The min-max is in expected utility given a policy, not in maximal utility that could happen, so it's a bit less stupid than it would be in the second case.


1. In general there are diminishing returns to dollars, so global properties constrain local properties. (This is very true if you can gamble)

2. Your actual decisions mostly concern local changes, so it seems like a not-crazy thing to base your policy on.

That said, this proposal suffers from me making the same sign error as the (max-actual) proposal. Consider a theory with log utility in the number of dollars spent on it. As you spend less on it, its utility per dollar goes up and the weight goes down, so you further decrease the number of dollars, in the limit it has 0 dollars and infinite utility per dollar.

(It still seems like a sane approach for value learning, but not for moral uncertainty.)

It seems worth mentioning than anything which involves enumerating over the space of possible actions, or policies, is often not tractable in practice (or, will be exploitable by adversarial enumeration)

So another desideratum may be "it's easy to implement using sampling". On this, normalizing by some sort of variance is probably best.

It seems to me like max-actual would be better than max-min if it could be made to work.

That is, find a distribution over policies + weighting of utility functions such that (a) the distribution is optimal according to the weighting, (b) each utility function is weighted so that the difference between their preferred policy and the actual policy is 1. I think this exists by a simple fixed point argument. I'm not sure if it's unique.

Short of that, if using mean or variance, it seems much better to use the probability distribution "Pick the preferred policy of a random theory" rather than picking a uniformly random policy.

It seems to me like max-actual would be better than max-min if it could be made to work.

That's pretty much the "Mutual worth bargaining solution"

That is, find a distribution over policies + weighting of utility functions such that (a) the distribution is optimal according to the weighting, (b) each utility function is weighted so that the difference between their preferred policy and the actual policy is 1. I think this exists by a simple fixed point argument. I'm not sure if it's unique.

I don't understand (a), but (b) has problems when there are policies that are actually ideal for all/most utilities - you don't want to rule out generally optimal policies if they exist.

That's pretty much the "Mutual worth bargaining solution"

I don't see how it can be the same as the mutual worth bargaining solution. That bargaining solution assumes we were given a default solution, and this proposal doesn't (but see above, this solution doesn't make sense).

I misunderstood your proposal.

ETA: this is based on a sign error, as was the original intuition. Everywhere below I wrote as if getting a higher utility causes your weight to decrease, but it actually causes your weight to increase. So you could this with (actual-min), or (actual-default) as in Nash, but that's not as appealing.

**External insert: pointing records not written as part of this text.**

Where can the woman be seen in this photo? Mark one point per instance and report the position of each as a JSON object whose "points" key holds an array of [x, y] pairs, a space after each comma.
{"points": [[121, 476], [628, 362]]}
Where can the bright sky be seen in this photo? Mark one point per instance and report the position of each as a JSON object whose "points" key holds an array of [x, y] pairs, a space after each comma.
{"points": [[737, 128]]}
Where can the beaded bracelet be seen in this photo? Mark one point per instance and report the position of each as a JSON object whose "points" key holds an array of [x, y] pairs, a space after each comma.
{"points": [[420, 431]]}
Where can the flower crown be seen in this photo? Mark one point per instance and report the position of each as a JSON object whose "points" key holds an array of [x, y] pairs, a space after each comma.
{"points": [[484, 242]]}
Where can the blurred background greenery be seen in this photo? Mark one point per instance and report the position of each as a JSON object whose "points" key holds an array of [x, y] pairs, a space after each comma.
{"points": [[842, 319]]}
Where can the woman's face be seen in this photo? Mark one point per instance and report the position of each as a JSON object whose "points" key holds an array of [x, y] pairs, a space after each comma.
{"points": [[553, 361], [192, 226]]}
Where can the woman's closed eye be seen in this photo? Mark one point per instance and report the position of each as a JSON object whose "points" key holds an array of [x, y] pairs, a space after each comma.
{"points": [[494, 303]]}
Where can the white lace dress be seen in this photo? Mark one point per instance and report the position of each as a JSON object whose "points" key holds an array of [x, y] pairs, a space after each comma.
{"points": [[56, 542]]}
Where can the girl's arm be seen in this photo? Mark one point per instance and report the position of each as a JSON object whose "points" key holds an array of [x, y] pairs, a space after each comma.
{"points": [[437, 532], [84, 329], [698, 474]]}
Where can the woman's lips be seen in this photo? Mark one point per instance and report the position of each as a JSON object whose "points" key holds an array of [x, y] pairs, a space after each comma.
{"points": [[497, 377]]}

Existence proof (not totally sure its right):

  • Given a policy distribution pi, say a new policy is "admissible" if it optimizes the weights 1/(max utility - realized utility under pi).
  • That map is Kakutani, so there is some policy which is in its own admissible set, as desired.

Proof that it's unique:

  • Consider two weights w, w', produced by this procedure, with corresponding profiles of utilities u, u'.
  • We know that every term of (u-u')(w-w') is non-positive, since w decreases whenever u increases.
  • But we can expand the sum as the sum of uw + u'w' - uw' - u'w <= 0
  • Since u and u' were the utilities of the maximizing profiles, we have uw >= u'w, and uw' >= uw'.
  • Thus the sum of (u-u')(w-w') = 0, so every term is 0, so we have u=u' and w=w' (if one pair is equal the other must be as well, by construction).

That policy, if it exists, need not be Pareto.

The policy was constructed as optimizing a weighted sum of utilities, so it's Pareto efficient, but the uniqueness argument and intuition for reasonableness was based on a sign error.